I am trying to use DefaultAzureCredential() with python in my Azure Function to connect to Azure SQL.
What I have found so far is this: https://github.com/felipefandrade/azuresqlspn. I am trying to use managed identity to authenticate.
Is there a way to use DefaultAzureCredential() with SQLAlchemy in python code and also have it work in visual studio code for local development? Instead of using CLIENT_ID, TENANT_ID & CLIENT_SECRET?
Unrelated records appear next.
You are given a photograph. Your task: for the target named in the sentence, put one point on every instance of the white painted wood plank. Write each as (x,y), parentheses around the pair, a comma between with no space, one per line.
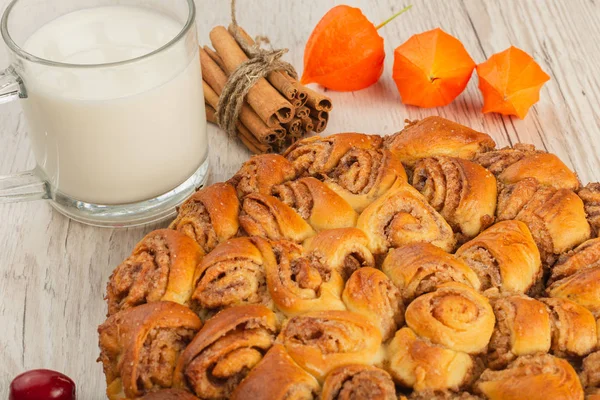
(53,272)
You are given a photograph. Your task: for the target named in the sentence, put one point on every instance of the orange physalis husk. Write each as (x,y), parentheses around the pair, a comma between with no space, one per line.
(510,82)
(344,52)
(431,69)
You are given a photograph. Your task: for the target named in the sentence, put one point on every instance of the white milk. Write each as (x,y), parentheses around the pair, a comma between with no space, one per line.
(115,134)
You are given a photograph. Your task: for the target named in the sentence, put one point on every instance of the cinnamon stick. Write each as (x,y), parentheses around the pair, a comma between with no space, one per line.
(302,112)
(307,124)
(268,103)
(277,78)
(294,126)
(216,79)
(243,133)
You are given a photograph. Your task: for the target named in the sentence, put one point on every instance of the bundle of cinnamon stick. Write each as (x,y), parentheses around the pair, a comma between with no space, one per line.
(278,110)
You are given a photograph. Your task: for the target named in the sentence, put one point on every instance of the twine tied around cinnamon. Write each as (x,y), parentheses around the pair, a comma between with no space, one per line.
(261,63)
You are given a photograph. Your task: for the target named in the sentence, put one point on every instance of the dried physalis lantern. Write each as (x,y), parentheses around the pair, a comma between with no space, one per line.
(510,82)
(431,69)
(344,52)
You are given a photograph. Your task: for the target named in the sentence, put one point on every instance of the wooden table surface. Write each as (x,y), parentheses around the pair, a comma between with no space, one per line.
(53,271)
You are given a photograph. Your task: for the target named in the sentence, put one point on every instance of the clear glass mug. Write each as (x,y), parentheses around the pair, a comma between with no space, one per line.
(117,143)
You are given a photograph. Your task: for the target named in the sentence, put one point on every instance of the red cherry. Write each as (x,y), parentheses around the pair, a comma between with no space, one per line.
(41,384)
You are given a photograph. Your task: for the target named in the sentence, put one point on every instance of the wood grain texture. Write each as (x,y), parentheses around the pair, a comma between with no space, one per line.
(53,272)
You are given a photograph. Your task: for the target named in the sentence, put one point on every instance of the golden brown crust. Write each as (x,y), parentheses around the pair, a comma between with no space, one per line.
(233,273)
(463,192)
(576,276)
(261,173)
(422,366)
(591,200)
(314,201)
(420,268)
(522,327)
(225,350)
(132,341)
(170,394)
(586,255)
(504,257)
(299,283)
(371,293)
(363,176)
(454,316)
(356,381)
(270,218)
(556,218)
(161,267)
(209,216)
(317,155)
(512,165)
(277,377)
(322,341)
(342,250)
(403,216)
(437,136)
(573,328)
(590,371)
(534,377)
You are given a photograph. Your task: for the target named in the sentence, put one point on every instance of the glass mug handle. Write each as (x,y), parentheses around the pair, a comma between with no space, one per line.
(27,185)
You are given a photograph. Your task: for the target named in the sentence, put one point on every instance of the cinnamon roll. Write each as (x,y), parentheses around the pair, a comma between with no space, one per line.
(140,347)
(356,381)
(463,192)
(423,366)
(363,176)
(233,273)
(322,341)
(504,257)
(261,173)
(403,216)
(532,377)
(437,136)
(268,217)
(454,316)
(522,327)
(371,293)
(556,217)
(210,216)
(161,267)
(573,328)
(420,268)
(300,283)
(225,350)
(320,155)
(277,377)
(342,250)
(512,165)
(590,370)
(576,276)
(591,200)
(170,394)
(320,206)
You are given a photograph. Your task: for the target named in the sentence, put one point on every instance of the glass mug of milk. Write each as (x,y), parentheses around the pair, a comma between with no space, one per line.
(112,94)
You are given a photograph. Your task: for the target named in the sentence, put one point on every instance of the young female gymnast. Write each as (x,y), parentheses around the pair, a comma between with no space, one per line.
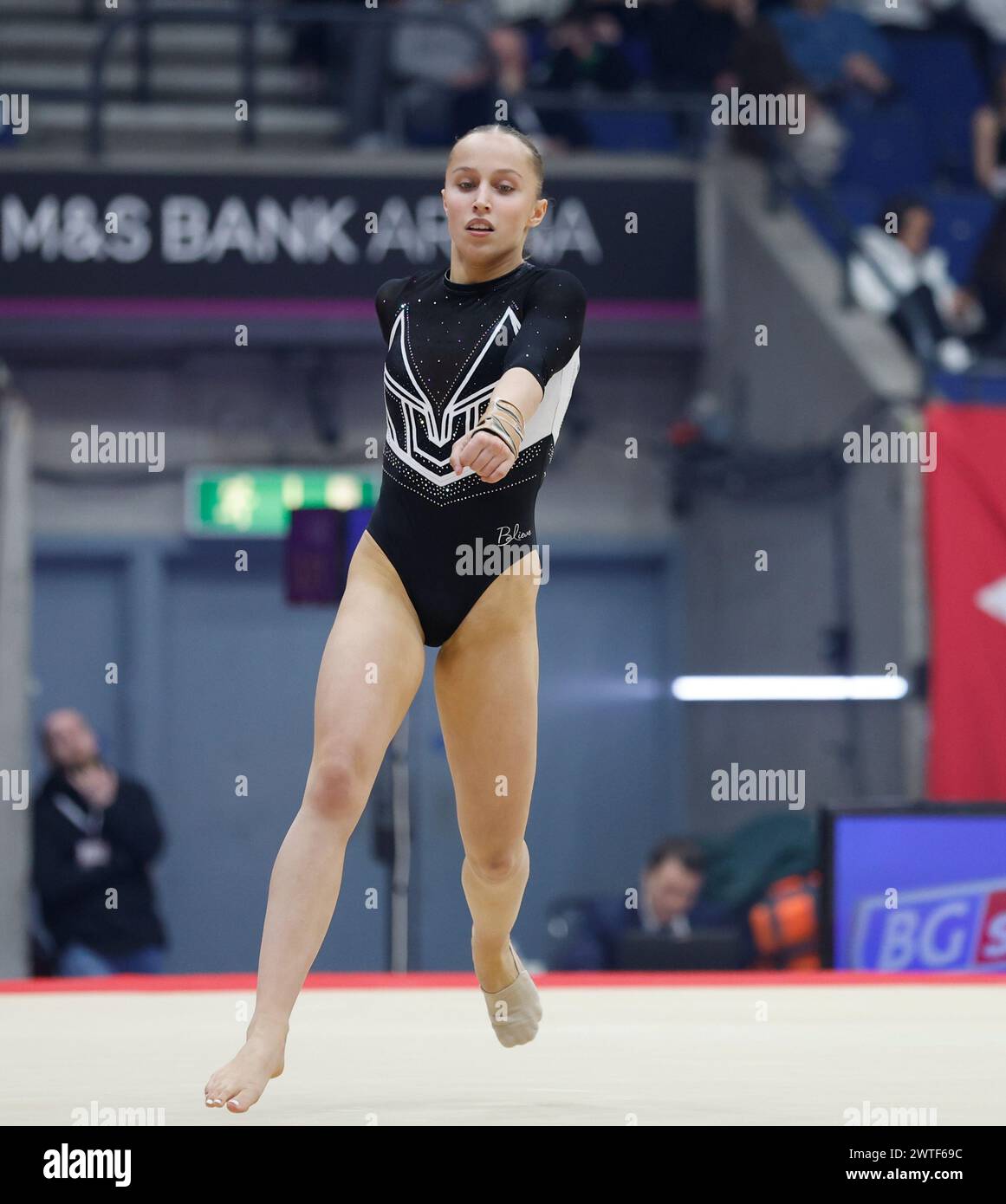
(478,372)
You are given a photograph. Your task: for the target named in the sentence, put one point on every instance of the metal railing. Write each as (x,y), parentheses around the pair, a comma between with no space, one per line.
(250,16)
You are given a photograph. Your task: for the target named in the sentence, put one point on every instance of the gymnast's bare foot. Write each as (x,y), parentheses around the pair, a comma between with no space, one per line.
(243,1079)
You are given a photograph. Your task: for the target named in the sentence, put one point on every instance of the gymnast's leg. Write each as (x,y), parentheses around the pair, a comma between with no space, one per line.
(370,670)
(486,683)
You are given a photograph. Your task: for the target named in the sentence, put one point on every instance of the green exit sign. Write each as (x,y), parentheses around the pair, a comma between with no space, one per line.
(258,501)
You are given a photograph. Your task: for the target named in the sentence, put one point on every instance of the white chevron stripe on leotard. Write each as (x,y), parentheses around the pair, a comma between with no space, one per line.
(420,419)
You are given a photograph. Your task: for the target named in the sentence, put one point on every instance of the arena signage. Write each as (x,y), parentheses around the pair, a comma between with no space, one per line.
(160,235)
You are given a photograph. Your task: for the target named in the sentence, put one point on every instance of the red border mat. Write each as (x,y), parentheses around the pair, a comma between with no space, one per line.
(377,981)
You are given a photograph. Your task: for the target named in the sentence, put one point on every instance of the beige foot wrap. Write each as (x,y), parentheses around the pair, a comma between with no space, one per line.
(516,1010)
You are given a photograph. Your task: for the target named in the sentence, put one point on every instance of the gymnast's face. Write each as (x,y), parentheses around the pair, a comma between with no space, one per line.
(672,889)
(490,178)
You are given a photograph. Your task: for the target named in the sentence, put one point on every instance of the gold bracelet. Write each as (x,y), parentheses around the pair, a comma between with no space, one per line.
(499,422)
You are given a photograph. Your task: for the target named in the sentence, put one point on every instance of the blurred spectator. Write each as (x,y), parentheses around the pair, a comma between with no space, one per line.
(988,281)
(990,139)
(450,84)
(586,53)
(667,903)
(913,289)
(762,68)
(990,17)
(691,41)
(95,834)
(838,51)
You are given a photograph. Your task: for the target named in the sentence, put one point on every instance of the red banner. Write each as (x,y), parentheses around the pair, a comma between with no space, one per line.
(965,511)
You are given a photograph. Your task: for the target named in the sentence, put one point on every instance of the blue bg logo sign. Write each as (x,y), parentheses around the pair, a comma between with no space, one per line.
(953,927)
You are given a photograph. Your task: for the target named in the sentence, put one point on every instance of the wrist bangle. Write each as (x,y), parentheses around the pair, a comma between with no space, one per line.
(503,418)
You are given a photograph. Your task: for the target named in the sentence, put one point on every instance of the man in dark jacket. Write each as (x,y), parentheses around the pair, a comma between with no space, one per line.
(667,902)
(95,836)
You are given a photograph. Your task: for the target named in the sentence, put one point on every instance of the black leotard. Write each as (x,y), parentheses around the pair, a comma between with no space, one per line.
(448,345)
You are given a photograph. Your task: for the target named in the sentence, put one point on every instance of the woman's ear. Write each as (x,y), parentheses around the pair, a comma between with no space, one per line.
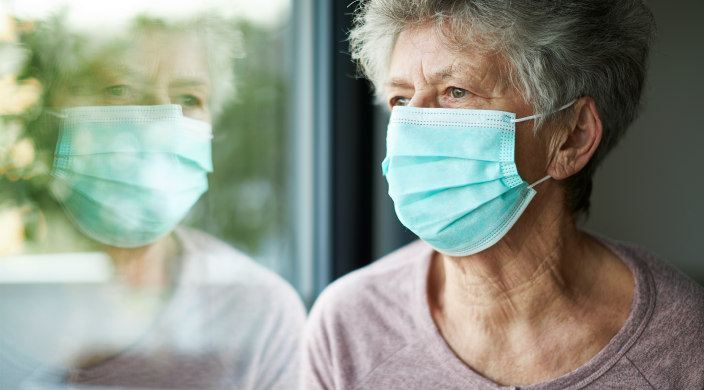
(579,144)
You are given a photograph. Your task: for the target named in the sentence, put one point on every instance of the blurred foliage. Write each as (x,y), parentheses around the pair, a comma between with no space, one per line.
(245,202)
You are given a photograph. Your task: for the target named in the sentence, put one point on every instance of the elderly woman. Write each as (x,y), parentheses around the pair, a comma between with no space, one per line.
(183,309)
(501,111)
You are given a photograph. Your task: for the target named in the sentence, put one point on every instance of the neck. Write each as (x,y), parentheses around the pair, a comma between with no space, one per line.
(519,278)
(144,266)
(536,305)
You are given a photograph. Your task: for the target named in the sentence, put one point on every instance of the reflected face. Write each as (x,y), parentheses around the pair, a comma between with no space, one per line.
(424,73)
(155,68)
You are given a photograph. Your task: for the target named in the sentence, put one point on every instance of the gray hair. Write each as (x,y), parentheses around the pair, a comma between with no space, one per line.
(555,52)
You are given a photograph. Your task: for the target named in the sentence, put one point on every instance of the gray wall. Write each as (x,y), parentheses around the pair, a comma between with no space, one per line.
(651,189)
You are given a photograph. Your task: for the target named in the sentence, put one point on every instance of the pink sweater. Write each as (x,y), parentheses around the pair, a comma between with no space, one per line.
(372,329)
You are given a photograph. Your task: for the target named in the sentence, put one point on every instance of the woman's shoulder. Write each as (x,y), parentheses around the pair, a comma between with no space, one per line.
(387,281)
(668,350)
(672,288)
(213,264)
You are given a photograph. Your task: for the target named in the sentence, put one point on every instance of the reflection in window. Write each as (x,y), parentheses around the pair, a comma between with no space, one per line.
(126,167)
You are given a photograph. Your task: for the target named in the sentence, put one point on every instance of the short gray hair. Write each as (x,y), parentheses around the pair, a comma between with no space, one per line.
(556,52)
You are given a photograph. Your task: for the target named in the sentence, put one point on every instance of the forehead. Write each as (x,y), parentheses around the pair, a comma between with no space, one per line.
(174,54)
(421,50)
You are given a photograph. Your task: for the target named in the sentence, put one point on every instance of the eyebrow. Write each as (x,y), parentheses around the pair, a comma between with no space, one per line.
(189,82)
(440,75)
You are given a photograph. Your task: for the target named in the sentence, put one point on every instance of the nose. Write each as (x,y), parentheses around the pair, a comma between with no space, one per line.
(155,96)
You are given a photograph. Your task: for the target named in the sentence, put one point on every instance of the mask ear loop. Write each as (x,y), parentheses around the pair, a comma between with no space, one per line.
(527,118)
(56,114)
(540,181)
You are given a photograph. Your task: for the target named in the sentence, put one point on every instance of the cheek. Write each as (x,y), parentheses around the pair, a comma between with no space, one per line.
(202,114)
(530,153)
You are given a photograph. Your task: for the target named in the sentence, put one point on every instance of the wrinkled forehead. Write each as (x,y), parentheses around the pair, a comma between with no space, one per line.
(162,55)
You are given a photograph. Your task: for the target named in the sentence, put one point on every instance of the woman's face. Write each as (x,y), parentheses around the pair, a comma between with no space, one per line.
(424,73)
(152,69)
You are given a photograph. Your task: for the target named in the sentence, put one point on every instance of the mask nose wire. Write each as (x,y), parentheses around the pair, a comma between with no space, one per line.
(527,118)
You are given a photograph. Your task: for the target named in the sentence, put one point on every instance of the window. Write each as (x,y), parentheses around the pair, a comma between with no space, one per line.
(154,193)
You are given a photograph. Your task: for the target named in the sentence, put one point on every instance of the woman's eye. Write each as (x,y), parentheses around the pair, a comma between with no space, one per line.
(188,101)
(399,101)
(117,90)
(458,93)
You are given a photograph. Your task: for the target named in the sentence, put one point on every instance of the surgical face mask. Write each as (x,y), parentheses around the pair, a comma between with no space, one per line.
(452,176)
(126,175)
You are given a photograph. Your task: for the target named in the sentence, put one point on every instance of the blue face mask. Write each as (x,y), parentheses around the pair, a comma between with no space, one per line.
(452,176)
(126,175)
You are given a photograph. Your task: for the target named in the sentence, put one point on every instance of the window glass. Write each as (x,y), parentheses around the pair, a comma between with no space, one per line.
(144,232)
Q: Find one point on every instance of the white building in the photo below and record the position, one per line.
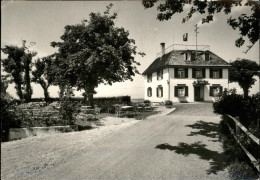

I can't speak to integration with SQLAlchemy or what Azure SQL requires from an Azure Active Directory access token (you may find sqlalchemy/6031 helpful). But I can say that yes, DefaultAzureCredential can do what you want in terms of token acquisition, given a few preconditions are met: your Functions app must be configured for managed identity, you must be signed in to Azure in VS Code, and the environment variables you mention must not be set in either environment (they're used to configure a service principal, i.e. not what you want).
DefaultAzureCredential iterates over a chain of credentials until one provides a token (the package readme documents the ordering of these credentials). Given the above preconditions, managed identity will succeed in your Azure Function but fail locally, causing the credential to try VS Code. Note that you will be authenticating different identities, so you'll need to ensure both the managed identity and user signed in to VS Code are authorized to access Azure SQL.